‘Jamais mostre Montaigne para sua mulher’ (Ou: Era uma vez na Rainbow Road)

Atualizado em 21 de novembro de 2012 às 20:45

 

Thunder e Pedro estavam disputando corridas de Mario Kart no Wii. Eram velhos amigos, e estavam no apartamento de Pedro. Entre todos os circuitos do Mario Kart aquele de que mais gostavam era a Rainbow Road, pela beleza extraordinária da paisagem e pela habilidade necessária para percorrer o caminho. A amizade entre os dois lembrava a definição clássica e sublime de Montaigne para os amigos: uma costura entre almas tão forte que não se vê a linha. Montaigne escreveu suas palavras eternas sobre a amizade nos seus Ensaios, e a razão era homenagear um amigo morto, Lá Boètie, autor de uma pequena grande obra chamada Tratato sobre a Servidão Voluntária.

Tão forte nas adversidades, com tamanho preparo para enfrentar “o perpétuo vai-e-vém das elevações e quedas”, para usar uma expressão de Sêneca, Montaigne admitiu com pungência que a morte de seu amigo o atirou numa noite longa, fria e escura.

Thunder e Pedro eram devotos de Montaigne e seus Ensaios, bem como de A Mulher do Lado de Truffaut, Os Maias de Eça, O Beijo de Klimt, In My Life dos Beatles e o cheeseburger do Hamburguinho. Também eram devotos de Rivelino e do Corinthians. Achavam que Rivelino tinha sido melhor que Pelé, e eram capazes de passar horas na defesa apaixonada dessa tese contra todas as estatísticas.

Pedro em breve partiria para uma demorada viagem.

“Pedro”, disse Thunder em sua voz estentórea de Fred Flintstone depois de bater mais uma vez o amigo na Rainbow Road.

“Hmmm.”

“Estou feliz mas estou triste”, disse Thunder.

Lol. Pedro riu. Tirou um caderninho de anotações do bolso e escreveu a frase de Thunder.

“Um dia vou usar essa frase em alguma coisa que escrever”, disse Pedro. “Para que não pareça imitação, vou inverter as coisas. Vou dizer: estou triste, mas estou feliz.”

Iam correr agora na Moonview Highway, outra prova exigente do Mario Kart. E outra paisagem deslumbrante: uma corrida noturna, cheia de luzes na escuridão desafiadora, e uma lua que parecia ao mesmo tempo zombar dos pilotos desastrados e saudar os hábeis.

“Thunder.”

“Hmmm.”

“Sua frase. Me lembrou aquele ensaio do Montaigne. Como uma mesma coisa nos faz rir e chorar. É o capítulo 38, se não me engano.”

“38. Acertou. É um dos meus prediletos.”

Terminada a prova na Moonview, com mais uma vitória de Thunder, Pedro se levantou e foi apanhar seu exemplar dos Ensaios. Queria rever uma passagem específica do capítulo 38. Mas antes fez uma reflexão sobre Montaigne e as mulheres.

“Thunder.”

“Hmmm.”

“Você já deu Montaigne para alguma namorada ler?”

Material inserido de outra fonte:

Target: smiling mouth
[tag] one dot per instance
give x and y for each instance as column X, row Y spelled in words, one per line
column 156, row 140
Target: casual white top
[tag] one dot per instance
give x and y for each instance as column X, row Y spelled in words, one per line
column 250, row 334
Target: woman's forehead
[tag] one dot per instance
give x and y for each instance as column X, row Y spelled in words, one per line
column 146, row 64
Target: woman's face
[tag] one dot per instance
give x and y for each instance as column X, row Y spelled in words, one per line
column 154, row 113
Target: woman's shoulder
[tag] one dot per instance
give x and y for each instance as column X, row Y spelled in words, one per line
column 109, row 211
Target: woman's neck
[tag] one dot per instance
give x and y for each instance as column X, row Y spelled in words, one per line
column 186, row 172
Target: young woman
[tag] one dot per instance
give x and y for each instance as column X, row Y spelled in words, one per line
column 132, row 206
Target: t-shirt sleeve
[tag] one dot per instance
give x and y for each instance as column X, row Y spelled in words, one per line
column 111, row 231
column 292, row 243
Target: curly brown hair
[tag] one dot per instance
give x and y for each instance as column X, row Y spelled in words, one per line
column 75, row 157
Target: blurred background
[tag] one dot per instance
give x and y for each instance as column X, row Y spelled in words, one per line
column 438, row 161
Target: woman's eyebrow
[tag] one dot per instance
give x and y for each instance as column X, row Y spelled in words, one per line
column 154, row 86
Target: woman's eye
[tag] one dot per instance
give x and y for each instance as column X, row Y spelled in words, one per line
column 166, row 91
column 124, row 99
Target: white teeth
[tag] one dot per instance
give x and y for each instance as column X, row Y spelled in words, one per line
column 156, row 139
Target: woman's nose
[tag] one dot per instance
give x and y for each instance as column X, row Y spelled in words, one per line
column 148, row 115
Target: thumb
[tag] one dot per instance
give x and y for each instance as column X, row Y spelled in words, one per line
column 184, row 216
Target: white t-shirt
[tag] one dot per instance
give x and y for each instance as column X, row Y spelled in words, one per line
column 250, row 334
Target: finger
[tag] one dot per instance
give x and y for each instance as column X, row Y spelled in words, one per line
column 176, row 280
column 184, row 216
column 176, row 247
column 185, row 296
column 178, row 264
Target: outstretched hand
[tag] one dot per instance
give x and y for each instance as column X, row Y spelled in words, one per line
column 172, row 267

“Nem me fale”, disse Thunder. “Foi péssimo. Ela abominou as coisas que o Montaigne escreveu sobre as mulheres. Um machista idiota e arrogante. Foi como ela chamou o Montaigne.”

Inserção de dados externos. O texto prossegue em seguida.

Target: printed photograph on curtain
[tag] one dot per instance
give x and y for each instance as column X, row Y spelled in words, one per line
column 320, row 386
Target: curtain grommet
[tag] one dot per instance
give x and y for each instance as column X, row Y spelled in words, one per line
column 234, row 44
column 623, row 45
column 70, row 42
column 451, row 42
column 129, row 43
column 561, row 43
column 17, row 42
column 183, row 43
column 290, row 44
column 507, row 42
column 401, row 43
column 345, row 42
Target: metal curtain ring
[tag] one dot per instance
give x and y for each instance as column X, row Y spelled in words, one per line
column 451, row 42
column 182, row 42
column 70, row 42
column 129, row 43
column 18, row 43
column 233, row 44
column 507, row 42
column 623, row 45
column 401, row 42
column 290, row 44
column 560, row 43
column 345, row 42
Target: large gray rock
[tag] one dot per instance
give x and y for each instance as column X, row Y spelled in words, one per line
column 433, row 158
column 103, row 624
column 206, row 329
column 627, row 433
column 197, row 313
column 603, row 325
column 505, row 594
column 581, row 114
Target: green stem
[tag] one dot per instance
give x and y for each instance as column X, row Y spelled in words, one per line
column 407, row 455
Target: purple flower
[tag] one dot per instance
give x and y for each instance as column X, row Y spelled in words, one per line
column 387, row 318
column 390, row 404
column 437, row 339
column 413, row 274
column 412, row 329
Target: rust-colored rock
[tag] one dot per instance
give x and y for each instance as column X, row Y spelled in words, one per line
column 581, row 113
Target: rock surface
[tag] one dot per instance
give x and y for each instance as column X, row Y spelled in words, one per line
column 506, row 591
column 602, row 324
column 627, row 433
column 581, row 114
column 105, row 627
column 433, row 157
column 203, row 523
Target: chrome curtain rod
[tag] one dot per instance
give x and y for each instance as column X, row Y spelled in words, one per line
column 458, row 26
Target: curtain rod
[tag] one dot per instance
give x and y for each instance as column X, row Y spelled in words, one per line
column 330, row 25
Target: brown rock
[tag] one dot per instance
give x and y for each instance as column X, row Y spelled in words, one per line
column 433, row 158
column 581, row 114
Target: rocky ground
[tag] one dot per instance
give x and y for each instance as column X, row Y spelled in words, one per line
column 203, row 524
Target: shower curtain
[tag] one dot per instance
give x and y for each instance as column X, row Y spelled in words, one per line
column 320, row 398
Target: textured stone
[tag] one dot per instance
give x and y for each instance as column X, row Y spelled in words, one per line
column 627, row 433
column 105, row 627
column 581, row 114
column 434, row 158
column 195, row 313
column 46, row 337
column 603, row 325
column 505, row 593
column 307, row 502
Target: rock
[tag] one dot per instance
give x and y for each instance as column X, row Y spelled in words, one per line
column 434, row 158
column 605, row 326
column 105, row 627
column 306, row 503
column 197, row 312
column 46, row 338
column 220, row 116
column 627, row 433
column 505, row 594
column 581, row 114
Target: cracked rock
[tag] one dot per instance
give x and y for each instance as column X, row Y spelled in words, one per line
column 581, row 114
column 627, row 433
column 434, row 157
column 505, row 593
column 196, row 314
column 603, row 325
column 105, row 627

“Eu ia dizer exatamente isso. Nunca mostre Montaigne para sua mulher.”

Pedro abriu na página cujo trecho queria ler.

“Aqui, Thunder”, apontou com os dedos para o parágrafo que buscara e encontrara. Pediu a Thunder que lesse em voz alta em seu vozeirão.

“Nenhum de nós pode vangloriar-se de não ter, não obstante o prazer que auferir de uma bela viagem, sentido faltar-lhe a coragem de deixar família e amigos”, escreveu Montaigne. “E, se não chegou a derramar lágrimas de verdade, não foi sem um aperto no coração que pôs o pé no estribo.”

“É exatamente como me sinto diante da viagem que eu vou fazer”, disse Pedro. “Pé no estribo. É uma imagem e tanto, não é?”

“Pedro”, disse Thunder. “Um amigo ausente. Isso dói. Não temos tantos amigos assim de verdade.”

Thunder estava com os olhos úmidos. Passou por sua mente uma canção de Ed Harcourt. We’ll meet again, don’t know when, don’t know where, but I know we’ll meet again some sunny day.

“Vou sentir sua falta”, disse Thunder em seu vozeirão momentaneamente enfraquecido.

“Thunder”, disse Pedro. “Uma coisa eu te garanto. Vou treinar Mario Kart direto enquanto estiver fora. Não agüento mais perder para você.”

E então partiram para mais uma prova na Rainbow Road.